Architecture¶

Layer diagram¶

+--------------------------------------------+
|            User Code / Model               |
+--------------------------------------------+
|         trnfft.api (torch.fft API)         |
|   fft()  ifft()  rfft()  stft()  fftn()   |
+--------------------------------------------+
|   trnfft.fft_core     |  trnfft.nn        |
|   Cooley-Tukey         |  ComplexLinear    |
|   Bluestein            |  ComplexConv1d    |
|   Plan caching         |  ComplexModReLU   |
+------------------------+-------------------+
|       trnfft.nki.dispatch                  |
|   "auto" | "pytorch" | "nki"              |
+--------------------------------------------+
|  PyTorch ops     |  NKI kernels           |
|  (any device)    |  (Trainium only)       |
+------------------+------------------------+

Key design decisions¶

Split real/imaginary — Trainium has no complex dtype. ComplexTensor wraps paired real tensors.
Iterative Cooley-Tukey — Radix-2 decimation-in-time with bit-reversal. Each butterfly stage vectorized across all groups.
Bluestein for arbitrary sizes — Converts arbitrary-N DFT to circular convolution via three power-of-2 FFTs.
Plan-based execution — Like FFTW/cuFFT. Plans cached by (size, inverse).
NKI dispatch — Auto-detects Neuron hardware. Falls back to PyTorch on CPU/GPU.

File structure¶

trnfft/
├── __init__.py          # Public API re-exports
├── api.py               # torch.fft-compatible functions
├── complex.py           # ComplexTensor
├── fft_core.py          # Cooley-Tukey + Bluestein
├── nn.py                # Complex NN layers
├── plan.py              # FFTPlan caching
├── precision.py         # set_precision / get_precision
└── nki/
    ├── dispatch.py      # Backend dispatch + GEMM/mul kernels
    ├── butterfly.py     # NKI butterfly kernel (fast + Kahan variants)
    ├── autograd.py      # torch.autograd.Function wrappers for kernels
    └── multicore.py     # Multi-NeuronCore (scaffold)

Precision modes¶

Introduced in v0.11.0. Select via trnfft.set_precision(mode). The mode mainly changes Bluestein's arbitrary-size FFT path; power-of-2 FFTs run through Cooley-Tukey and are less error-prone.

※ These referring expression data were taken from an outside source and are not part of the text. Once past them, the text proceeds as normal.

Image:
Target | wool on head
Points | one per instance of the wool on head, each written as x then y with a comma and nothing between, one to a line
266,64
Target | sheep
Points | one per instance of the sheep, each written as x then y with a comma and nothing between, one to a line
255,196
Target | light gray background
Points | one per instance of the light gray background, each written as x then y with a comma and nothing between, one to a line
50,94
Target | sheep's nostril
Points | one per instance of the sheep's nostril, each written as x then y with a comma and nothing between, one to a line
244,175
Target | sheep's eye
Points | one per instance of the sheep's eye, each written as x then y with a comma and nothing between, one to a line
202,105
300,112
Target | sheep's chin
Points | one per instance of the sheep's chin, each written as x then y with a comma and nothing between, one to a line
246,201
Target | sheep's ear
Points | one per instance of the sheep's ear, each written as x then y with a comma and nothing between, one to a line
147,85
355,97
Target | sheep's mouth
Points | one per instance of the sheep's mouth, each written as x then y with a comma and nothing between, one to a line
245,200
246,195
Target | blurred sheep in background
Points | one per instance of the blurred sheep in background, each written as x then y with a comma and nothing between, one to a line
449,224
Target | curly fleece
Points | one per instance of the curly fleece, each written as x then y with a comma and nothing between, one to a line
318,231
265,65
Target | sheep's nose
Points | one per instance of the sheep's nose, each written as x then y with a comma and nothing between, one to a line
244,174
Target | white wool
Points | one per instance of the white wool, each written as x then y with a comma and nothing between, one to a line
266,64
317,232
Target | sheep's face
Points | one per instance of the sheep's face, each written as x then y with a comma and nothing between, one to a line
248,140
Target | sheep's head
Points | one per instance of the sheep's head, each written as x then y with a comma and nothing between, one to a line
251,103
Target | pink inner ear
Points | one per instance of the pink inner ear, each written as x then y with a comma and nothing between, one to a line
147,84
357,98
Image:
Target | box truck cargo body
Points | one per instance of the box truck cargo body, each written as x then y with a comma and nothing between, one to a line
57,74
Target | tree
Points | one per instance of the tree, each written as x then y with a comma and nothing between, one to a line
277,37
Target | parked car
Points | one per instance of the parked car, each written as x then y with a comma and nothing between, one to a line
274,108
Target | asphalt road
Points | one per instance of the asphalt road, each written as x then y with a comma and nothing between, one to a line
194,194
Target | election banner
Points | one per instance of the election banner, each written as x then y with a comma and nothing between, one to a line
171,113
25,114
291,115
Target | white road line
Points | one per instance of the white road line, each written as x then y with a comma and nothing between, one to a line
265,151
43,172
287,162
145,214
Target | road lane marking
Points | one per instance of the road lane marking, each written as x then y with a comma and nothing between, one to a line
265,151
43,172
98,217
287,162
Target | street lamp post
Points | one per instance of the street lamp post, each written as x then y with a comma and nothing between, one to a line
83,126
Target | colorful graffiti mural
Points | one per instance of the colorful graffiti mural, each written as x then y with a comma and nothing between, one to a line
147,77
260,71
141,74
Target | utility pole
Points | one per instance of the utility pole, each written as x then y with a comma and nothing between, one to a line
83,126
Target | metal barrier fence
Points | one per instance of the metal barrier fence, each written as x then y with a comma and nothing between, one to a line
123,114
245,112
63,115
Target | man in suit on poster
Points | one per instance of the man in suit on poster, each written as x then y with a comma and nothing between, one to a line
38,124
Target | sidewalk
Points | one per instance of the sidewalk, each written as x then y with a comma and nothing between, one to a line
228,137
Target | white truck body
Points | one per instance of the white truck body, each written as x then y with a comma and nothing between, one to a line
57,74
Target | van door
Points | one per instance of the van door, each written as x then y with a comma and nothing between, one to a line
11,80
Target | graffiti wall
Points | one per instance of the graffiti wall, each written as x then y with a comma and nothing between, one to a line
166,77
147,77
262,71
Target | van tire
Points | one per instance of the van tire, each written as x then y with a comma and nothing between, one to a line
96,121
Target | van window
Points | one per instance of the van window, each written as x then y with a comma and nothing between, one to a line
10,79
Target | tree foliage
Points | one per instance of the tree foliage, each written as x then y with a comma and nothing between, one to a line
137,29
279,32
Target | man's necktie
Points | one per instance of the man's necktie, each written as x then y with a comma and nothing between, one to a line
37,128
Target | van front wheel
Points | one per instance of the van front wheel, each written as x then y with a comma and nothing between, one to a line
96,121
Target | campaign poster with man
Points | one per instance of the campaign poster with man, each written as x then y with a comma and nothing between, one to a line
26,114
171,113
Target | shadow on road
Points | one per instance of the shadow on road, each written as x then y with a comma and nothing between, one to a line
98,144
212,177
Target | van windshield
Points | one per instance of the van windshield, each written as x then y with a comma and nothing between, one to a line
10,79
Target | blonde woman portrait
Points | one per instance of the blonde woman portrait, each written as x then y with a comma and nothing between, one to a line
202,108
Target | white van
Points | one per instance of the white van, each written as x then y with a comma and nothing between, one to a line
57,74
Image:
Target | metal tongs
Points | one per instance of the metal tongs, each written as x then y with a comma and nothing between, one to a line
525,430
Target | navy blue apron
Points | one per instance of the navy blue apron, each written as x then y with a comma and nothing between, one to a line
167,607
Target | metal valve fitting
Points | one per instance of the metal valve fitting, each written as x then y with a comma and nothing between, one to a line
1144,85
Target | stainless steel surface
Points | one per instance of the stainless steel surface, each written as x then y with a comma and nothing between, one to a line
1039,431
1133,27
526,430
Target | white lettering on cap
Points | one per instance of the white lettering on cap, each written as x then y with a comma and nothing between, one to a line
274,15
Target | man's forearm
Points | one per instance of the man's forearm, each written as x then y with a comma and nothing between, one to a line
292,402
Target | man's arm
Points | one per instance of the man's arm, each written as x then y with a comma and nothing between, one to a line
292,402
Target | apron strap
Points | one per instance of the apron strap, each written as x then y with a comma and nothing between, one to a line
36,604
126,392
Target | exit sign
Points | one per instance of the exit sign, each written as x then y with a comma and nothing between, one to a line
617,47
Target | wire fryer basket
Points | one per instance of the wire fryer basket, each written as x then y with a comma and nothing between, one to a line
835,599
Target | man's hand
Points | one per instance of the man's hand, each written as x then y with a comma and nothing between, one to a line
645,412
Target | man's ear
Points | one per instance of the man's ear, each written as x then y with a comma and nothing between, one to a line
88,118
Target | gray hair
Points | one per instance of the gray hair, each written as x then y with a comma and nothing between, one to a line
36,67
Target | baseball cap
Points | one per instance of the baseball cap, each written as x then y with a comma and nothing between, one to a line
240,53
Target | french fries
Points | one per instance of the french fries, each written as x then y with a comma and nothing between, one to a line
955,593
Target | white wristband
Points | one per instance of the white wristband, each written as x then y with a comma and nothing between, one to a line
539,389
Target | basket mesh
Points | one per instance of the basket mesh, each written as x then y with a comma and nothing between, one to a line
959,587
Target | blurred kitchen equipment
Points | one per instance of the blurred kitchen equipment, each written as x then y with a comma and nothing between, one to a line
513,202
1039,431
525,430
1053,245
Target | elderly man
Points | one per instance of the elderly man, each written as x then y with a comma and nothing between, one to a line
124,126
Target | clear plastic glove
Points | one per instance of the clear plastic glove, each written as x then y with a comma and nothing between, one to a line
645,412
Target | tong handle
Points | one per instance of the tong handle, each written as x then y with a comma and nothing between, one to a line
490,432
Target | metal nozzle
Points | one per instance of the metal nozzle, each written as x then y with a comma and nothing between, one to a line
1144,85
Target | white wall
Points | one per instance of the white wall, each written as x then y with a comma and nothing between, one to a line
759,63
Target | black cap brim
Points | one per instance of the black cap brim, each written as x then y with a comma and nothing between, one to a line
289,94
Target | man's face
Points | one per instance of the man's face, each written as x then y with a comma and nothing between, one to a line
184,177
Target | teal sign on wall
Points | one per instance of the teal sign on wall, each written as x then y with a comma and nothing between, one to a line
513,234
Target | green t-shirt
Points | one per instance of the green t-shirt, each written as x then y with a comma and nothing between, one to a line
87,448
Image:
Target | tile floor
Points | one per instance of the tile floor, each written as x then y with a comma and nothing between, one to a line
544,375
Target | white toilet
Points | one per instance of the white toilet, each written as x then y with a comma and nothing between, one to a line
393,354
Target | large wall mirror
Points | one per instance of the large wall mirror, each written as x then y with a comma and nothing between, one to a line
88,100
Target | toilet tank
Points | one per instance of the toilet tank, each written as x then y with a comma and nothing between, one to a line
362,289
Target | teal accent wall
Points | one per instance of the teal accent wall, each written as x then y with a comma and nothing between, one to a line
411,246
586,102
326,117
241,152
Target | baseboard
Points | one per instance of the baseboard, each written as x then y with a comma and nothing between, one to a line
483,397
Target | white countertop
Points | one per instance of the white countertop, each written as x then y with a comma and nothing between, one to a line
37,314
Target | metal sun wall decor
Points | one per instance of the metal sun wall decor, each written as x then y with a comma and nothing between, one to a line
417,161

Mode	Scope	Typical rel error (Bluestein)	Cost
`"fast"` (default)	FP32 throughout	~2e-2 at N ∈ [500, 1000]; worse beyond	Baseline
`"kahan"`	Compensated Kahan/Dekker multiplies in Bluestein chirps; twoProd variant of NKI butterfly kernel	Matches "fast" on CPU (chirps aren't the error hotspot); meaningful reduction on NKI butterfly	~2× butterfly op count on NKI
`"double"`	Promote entire Bluestein host math to FP64, cast back on exit	~1e-11 at any N; 10+ orders of magnitude better than "fast"	Bluestein uses PyTorch FP64 (no NKI); power-of-2 FFTs unaffected

Recommendation: use "fast" for STFT, batched FFT, and any power-of-2 case. Use "double" when you need precision for Bluestein sizes (non-power-of-2, N ≥ 500). "kahan" is useful only on Trainium hardware where FP64 isn't available — on CPU it's equivalent to "fast" for this particular API.

Source of the error: Bluestein runs three power-of-2 FFTs in series. Each butterfly stage accumulates rounding error in the complex multiply prod_re = t_re*o_re - t_im*o_im, and the three-FFT chain compounds that loss. The chirp multiplications on the host are O(N) — compensating them alone (as "kahan" on CPU does) doesn't reach the dominant O(N log N) error source in the FFT itself.